Re: Template to create a type and instantiate it

2016-02-05 Thread Marco Leise via Digitalmars-d-learn
Mixin templates is the way to go if you want something new on
every use of the template. Otherwise using the template
multiple times with the same arguments will always give you
the first instance.

-- 
Marco



Re: Template to create a type and instantiate it

2016-02-05 Thread cy via Digitalmars-d-learn

On Saturday, 6 February 2016 at 06:39:27 UTC, Marco Leise wrote:
using the template multiple times with the same arguments will 
always give you the first instance.


Hmm, consider that the argument was a particular line of code 
though, and that's not likely to repeat. I didn't test what would 
happen if you did the same code twice, though...


Re: Template to create a type and instantiate it

2016-02-05 Thread cy via Digitalmars-d-learn
On Friday, 5 February 2016 at 07:44:29 UTC, Rikki Cattermole 
wrote:

That code is completely wrong anyway.


Well, obviously it's wrong. If I don't know correct code that 
will do what I want, then I can't tell you what I want using 
correct code.



But you could do:

alias Derp = TFoo;
Derp obj;


I wasn't trying to make instances of TFoo. I was trying to make a 
type on the spot every time TFoo is used.


Sort of like std.functional.unaryFun!, which I found since 
looking around for information about it. It looks like the key to 
doing it is using "mixin" inside the template declaration itself. 
Also in realizing that "template" can be treated like its own 
source code for the purpose of mixins.


template Thing(alias code) {
class Thing {
int a, b;
this() {
mixin(code);
}
static Thing instance;
static this() {
instance = new Thing;
}
}
}
import std.stdio: writeln;

mixin Thing!q{
writeln("a ",this.a," b ",this.b);
};

int main() {
writeln("the instance exists... somewhere...");
return 0;
}

You could also say alias Q = Thing!... if accessing Q.instance is 
important.


Re: Template to create a type and instantiate it

2016-02-04 Thread Rikki Cattermole via Digitalmars-d-learn

On 05/02/16 8:41 PM, cy wrote:

I'm guessing I have to use a "mixin" mixin for this, but... there's no
way to do something like this is there?

template TFoo(T) {

struct T {
   int a;
   int b;
}

T obj;
}

TFoo!Derp;
Derp bar;

Neither templates, nor mixin templates seem capable of this. Easy enough
to use mixin, with tokenized string literal format, I think.

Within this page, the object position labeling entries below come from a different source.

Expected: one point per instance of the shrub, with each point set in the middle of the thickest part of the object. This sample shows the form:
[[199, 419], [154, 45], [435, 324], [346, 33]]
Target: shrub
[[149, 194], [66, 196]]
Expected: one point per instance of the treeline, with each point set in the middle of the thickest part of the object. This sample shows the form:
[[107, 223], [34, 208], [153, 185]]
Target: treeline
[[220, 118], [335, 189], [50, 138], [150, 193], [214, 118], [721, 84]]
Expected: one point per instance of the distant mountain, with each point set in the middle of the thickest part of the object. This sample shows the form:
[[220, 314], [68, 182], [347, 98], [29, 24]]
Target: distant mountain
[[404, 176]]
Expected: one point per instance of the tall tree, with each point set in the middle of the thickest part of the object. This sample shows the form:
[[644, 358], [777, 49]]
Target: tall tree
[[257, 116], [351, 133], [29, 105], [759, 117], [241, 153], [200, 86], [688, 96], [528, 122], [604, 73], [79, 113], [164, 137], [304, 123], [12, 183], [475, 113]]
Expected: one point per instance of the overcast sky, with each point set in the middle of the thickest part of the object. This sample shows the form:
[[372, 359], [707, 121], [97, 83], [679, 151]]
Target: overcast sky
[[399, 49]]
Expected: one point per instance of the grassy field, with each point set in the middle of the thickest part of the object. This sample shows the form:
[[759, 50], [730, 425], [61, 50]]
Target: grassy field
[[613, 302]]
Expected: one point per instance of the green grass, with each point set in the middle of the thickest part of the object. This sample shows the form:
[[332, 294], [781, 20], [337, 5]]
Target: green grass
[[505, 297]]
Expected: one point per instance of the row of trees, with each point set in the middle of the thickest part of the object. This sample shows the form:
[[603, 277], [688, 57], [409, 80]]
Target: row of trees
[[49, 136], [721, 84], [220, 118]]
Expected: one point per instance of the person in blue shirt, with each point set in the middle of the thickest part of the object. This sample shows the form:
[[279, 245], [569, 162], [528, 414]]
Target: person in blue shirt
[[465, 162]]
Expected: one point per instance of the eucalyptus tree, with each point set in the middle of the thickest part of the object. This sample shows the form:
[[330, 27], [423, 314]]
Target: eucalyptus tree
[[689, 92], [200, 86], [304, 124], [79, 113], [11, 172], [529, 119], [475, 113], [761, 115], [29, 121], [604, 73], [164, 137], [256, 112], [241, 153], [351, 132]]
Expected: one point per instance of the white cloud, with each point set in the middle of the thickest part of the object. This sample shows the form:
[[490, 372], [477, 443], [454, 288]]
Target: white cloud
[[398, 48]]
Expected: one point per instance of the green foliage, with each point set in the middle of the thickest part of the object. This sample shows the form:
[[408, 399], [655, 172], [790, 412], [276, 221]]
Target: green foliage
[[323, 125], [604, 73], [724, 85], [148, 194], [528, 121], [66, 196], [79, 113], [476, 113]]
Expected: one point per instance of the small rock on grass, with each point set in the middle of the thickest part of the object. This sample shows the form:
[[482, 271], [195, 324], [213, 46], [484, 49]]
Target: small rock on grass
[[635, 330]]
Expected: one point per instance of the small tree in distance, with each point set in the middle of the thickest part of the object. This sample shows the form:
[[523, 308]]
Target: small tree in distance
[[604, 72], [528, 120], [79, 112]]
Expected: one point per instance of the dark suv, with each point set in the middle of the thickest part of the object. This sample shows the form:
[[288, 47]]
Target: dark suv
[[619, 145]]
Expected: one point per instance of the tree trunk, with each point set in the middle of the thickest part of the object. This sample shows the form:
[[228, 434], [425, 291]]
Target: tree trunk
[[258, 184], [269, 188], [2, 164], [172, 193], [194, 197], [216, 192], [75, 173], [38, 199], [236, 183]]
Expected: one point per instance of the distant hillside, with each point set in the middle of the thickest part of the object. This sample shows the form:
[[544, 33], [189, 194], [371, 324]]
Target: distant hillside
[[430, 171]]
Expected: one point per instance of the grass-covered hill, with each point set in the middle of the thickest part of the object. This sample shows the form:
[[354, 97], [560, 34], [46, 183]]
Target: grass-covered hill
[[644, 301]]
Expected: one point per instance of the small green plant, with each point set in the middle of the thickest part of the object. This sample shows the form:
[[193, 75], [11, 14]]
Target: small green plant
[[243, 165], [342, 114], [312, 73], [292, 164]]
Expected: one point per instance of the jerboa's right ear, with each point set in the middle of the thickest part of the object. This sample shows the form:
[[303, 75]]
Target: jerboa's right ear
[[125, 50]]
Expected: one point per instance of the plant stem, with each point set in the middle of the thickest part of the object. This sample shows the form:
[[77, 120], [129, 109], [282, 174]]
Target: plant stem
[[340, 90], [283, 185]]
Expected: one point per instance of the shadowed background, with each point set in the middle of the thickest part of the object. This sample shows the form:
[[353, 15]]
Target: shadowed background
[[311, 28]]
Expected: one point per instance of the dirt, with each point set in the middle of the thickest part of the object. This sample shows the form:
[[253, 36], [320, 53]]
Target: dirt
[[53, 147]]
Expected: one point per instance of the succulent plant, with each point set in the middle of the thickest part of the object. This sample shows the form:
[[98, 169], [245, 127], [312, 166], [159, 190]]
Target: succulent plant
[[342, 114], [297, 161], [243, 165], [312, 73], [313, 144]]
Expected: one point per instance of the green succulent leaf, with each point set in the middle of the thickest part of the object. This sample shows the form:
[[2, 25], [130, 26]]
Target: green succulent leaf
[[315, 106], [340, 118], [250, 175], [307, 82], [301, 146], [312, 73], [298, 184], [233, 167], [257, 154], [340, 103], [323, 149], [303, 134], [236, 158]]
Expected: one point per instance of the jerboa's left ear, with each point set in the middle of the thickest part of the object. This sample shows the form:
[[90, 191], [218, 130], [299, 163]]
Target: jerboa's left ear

I just
hesitate to make opaque string evaluation a thing if some more
meaningful method exists.


That code is completely wrong anyway.
But you could do:

alias Derp = TFoo;
Derp obj;

struct TFoo {
int a, b;
}

Of course you can make TFoo a template so that alias could initiate it 
with your arguments.


Template to create a type and instantiate it

2016-02-04 Thread cy via Digitalmars-d-learn
I'm guessing I have to use a "mixin" mixin for this, but... 
there's no way to do something like this is there?


template TFoo(T) {

struct T {
  int a;
  int b;
}

T obj;
}

TFoo!Derp;
Derp bar;

Neither templates, nor mixin templates seem capable of this. Easy 
enough to use mixin, with tokenized string literal format, I 
think. I just hesitate to make opaque string evaluation a thing 
if some more meaningful method exists.